With big money pacts with Gilead and AbbVie under its belt, Galapagos has become a hefty partner to smaller biotech players in its own right.

The Belgian biotech has expanded a collaboration with Fibrocor Therapeutics — grabbing exclusive options to four more fibrosis programs and taking an equity stake in the company. Once Fibrocor completes the research work up to lead optimization, Galapagos may take over development.

Piet Wigerinck

Working out of Toronto, Canada, Fibrocor, however, has some European roots. Toronto Innovation Acceleration Partners (formerly MaRS Innovation) helped a group of academic investigators launch the startup in 2018 together with Germany’s Evotec, the CRO known for creative dealmaking.

Fibrocor’s key idea was to leverage its access to over 20 years of kidney biopsies form a local hospital, applying data mining techniques and a genomics platform to hunt for promising targets linked to fibrosis. Their lead compound is in chronic kidney disease (expected to be IND ready within a year), but they also boast of programs in the liver, lung and other organs.

“The discovery approach at Fibrocor is clearly successful in identifying interesting novel targets, and we are fully committed to working closely with the Fibrocor team to discover new therapies to address the large unmet medical need in fibrosis,” Galapagos CSO Piet Wigerinck said in a statement.
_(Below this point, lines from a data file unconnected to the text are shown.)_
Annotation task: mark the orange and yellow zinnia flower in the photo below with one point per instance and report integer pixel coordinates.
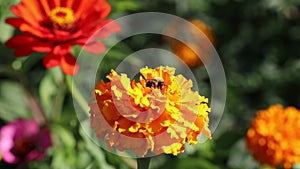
(132, 115)
(54, 26)
(274, 136)
(186, 51)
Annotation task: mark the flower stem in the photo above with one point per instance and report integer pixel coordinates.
(77, 95)
(143, 163)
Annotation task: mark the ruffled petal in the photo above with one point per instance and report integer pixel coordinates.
(94, 47)
(51, 60)
(68, 65)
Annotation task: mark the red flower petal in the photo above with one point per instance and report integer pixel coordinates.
(38, 31)
(45, 6)
(68, 65)
(94, 47)
(106, 28)
(23, 52)
(33, 16)
(51, 60)
(15, 22)
(62, 49)
(29, 42)
(87, 7)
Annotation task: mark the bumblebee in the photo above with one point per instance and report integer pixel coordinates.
(156, 82)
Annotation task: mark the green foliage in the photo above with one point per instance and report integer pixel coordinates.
(258, 43)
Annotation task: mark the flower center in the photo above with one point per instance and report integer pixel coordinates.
(62, 18)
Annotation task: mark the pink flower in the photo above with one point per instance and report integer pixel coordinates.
(23, 140)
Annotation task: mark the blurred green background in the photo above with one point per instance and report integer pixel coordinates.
(257, 41)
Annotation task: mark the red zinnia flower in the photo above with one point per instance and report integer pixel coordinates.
(54, 26)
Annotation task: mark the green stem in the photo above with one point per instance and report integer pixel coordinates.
(58, 102)
(143, 163)
(77, 95)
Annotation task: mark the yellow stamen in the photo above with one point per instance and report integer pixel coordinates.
(62, 18)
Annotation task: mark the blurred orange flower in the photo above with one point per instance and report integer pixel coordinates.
(274, 136)
(145, 118)
(185, 51)
(54, 26)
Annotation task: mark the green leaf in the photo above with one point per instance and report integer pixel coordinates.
(13, 103)
(96, 151)
(64, 154)
(6, 30)
(49, 90)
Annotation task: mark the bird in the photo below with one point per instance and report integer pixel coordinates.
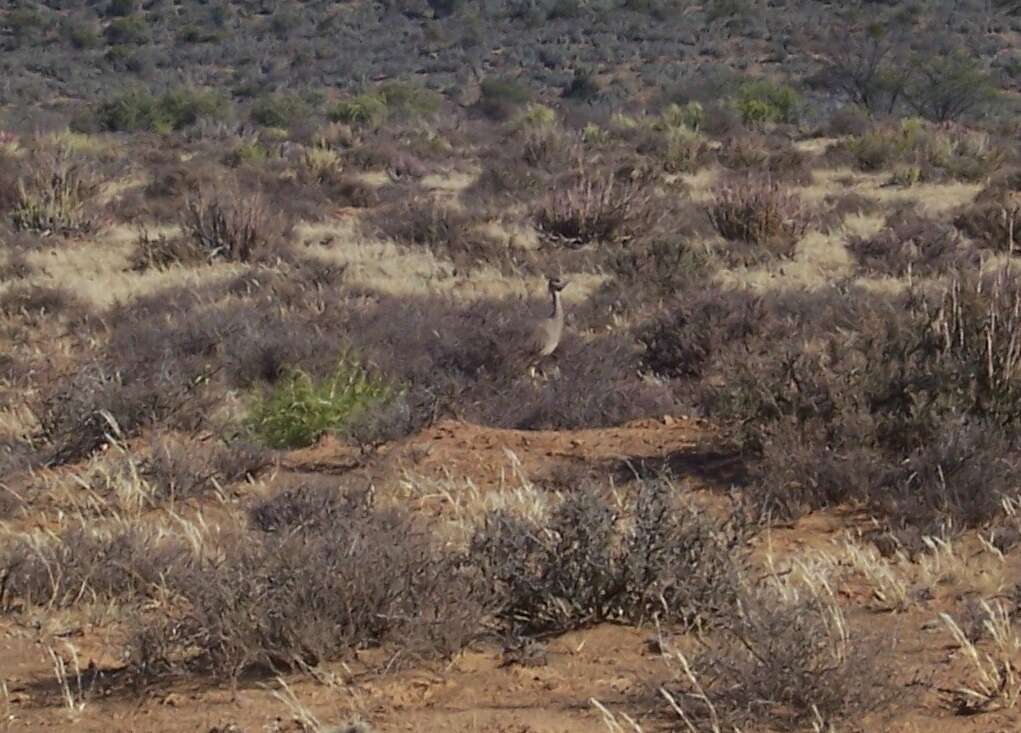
(547, 333)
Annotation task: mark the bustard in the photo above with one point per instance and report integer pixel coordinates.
(547, 333)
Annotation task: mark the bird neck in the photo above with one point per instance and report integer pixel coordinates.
(557, 305)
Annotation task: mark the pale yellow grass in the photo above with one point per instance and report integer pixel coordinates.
(819, 259)
(112, 190)
(935, 199)
(700, 184)
(449, 181)
(98, 271)
(387, 267)
(815, 145)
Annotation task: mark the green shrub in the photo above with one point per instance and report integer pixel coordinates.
(405, 99)
(584, 86)
(500, 97)
(277, 110)
(691, 115)
(765, 102)
(81, 34)
(120, 8)
(56, 196)
(960, 154)
(300, 408)
(129, 30)
(175, 109)
(25, 22)
(365, 110)
(949, 87)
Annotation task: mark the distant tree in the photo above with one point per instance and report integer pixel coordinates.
(863, 55)
(120, 8)
(947, 87)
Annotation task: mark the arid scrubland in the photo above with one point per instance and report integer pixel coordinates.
(271, 454)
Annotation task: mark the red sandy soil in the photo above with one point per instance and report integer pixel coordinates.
(481, 689)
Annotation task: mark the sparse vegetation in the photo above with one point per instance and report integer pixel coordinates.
(299, 409)
(57, 196)
(270, 405)
(763, 212)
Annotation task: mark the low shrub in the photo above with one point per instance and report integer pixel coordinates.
(759, 211)
(449, 232)
(763, 101)
(365, 110)
(501, 98)
(867, 396)
(994, 217)
(84, 565)
(936, 154)
(57, 196)
(175, 109)
(593, 205)
(230, 225)
(162, 250)
(299, 409)
(39, 300)
(589, 564)
(278, 110)
(782, 661)
(283, 600)
(910, 243)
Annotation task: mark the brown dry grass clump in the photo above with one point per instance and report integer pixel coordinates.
(594, 205)
(759, 211)
(230, 225)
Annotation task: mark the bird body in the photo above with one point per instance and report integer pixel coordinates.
(548, 332)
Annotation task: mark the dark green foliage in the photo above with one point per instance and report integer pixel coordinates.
(589, 565)
(583, 87)
(299, 409)
(174, 109)
(131, 30)
(278, 110)
(502, 97)
(951, 86)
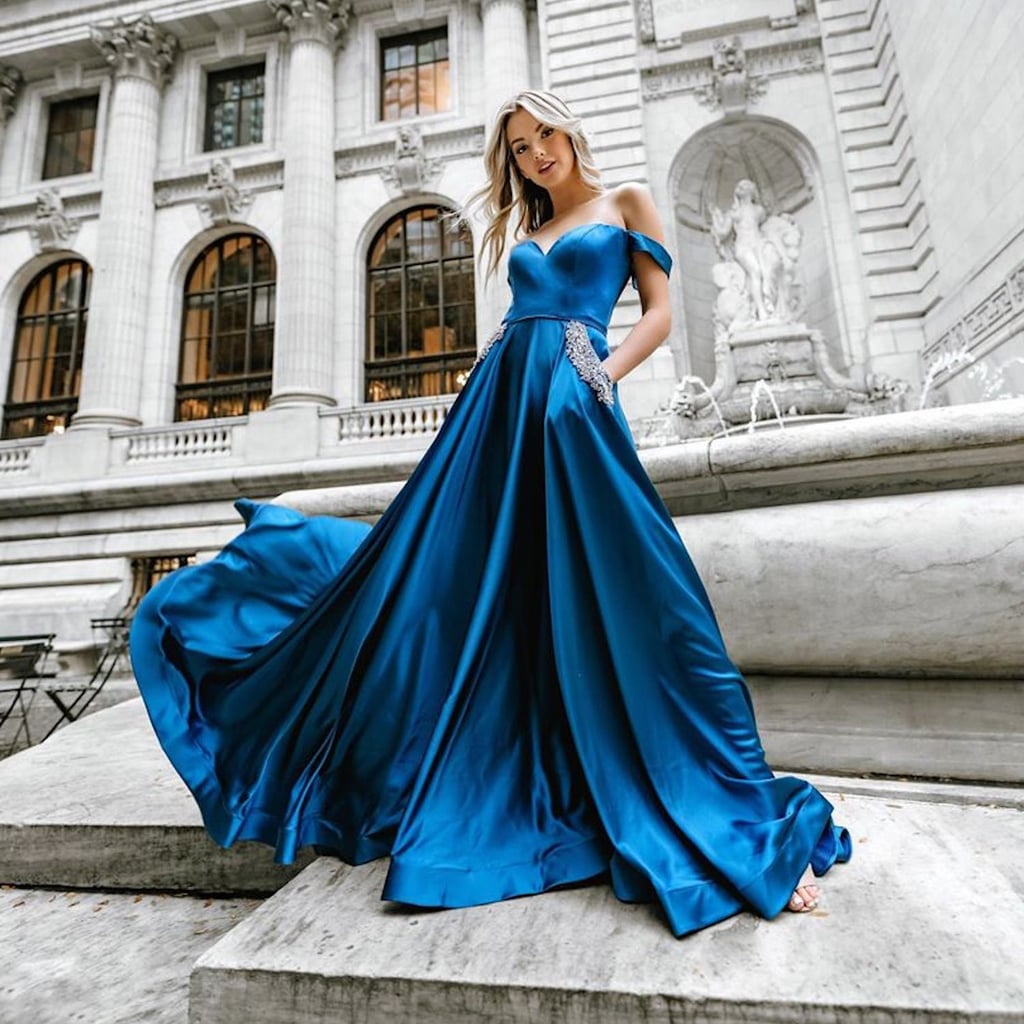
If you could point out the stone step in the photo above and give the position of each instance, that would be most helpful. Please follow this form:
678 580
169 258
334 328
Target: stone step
43 714
922 926
104 957
98 806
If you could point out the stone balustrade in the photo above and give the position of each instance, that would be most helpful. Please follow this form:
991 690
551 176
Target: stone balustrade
392 419
183 440
15 457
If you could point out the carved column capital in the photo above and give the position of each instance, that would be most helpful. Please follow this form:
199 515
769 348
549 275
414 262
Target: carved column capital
10 86
313 20
137 49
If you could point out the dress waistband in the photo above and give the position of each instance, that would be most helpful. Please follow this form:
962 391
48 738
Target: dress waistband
582 317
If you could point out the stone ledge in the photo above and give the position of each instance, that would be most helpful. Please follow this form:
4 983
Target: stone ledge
98 806
920 927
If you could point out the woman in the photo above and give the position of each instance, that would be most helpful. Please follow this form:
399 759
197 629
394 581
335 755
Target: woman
514 680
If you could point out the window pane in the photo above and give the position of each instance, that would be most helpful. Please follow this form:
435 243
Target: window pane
434 358
233 367
442 98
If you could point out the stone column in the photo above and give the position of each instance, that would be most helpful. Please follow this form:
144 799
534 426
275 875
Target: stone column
304 333
140 54
10 85
506 55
Currently Galapagos lists idiopathic pulmonary fibrosis as a major effort just after its flagship programs in inflammatory diseases — led by the Gilead-partnered blockbuster hopeful JAK inhibitor filgotinib. They also had a portfolio of cystic fibrosis drugs, which AbbVie bought out for $45 million upfront despite some weak Phase II data.

The company first tied up with Fibrocor last January, teaming up on a small molecule inhibitor geared toward an undisclosed fibrotic target.